Looking at "the usual suspects" (water, shadows, grass/foliage, cloth, hair) we've always checked out as far as gaming benchmarks are concerned, I think we can recognise various tiers of accomplishments.
For [still] water, we've come a long way.
Shadows have improved, but we're clearly not there yet. Flowing water has also been improved, but most games are still faking it instead of actually simulating it.
Grass, cloth and hair are still in the beginning stages and only very few titles have even bothered to make them look really good. Witcher 2 has good grass. Flat grass textures and bush sprites/bitmaps don't really cut it anymore. Alice did some interesting stuff with hair simulation and while clearly "a first step", it's something that stands out and is immediately noticeable.

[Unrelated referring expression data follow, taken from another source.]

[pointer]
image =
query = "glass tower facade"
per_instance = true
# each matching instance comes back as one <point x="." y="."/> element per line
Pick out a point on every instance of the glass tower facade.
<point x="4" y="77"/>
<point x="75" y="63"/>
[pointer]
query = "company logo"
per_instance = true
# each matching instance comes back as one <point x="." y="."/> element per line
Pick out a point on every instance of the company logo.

Mirror's Edge (PhysX) does good stuff with cloth, having it actually react to the world, tearing realistically... but we've seen games get one thing right but not bother with the others, always making compromises.
I mean, the tech to solve these individual issues seems to be there, we've all seen the various tech demos that offer convincing hair simulation (nvidia mermaid was 2006 ffs), fluid simulation (tons of demos), and we have seen some games get one element right but not the others... it's definitely a lot of work for effects that seem minor (but actually have huge impact on the immersion and believability of the game world) - and when you have limited (and at this point, frankly, outdated) resources available as is the case for the current consoles, it's no wonder that people can still be disappointed with the state of these things today.
That said and going by their previous work... I don't think Bungie of all people will be the ones to solve these.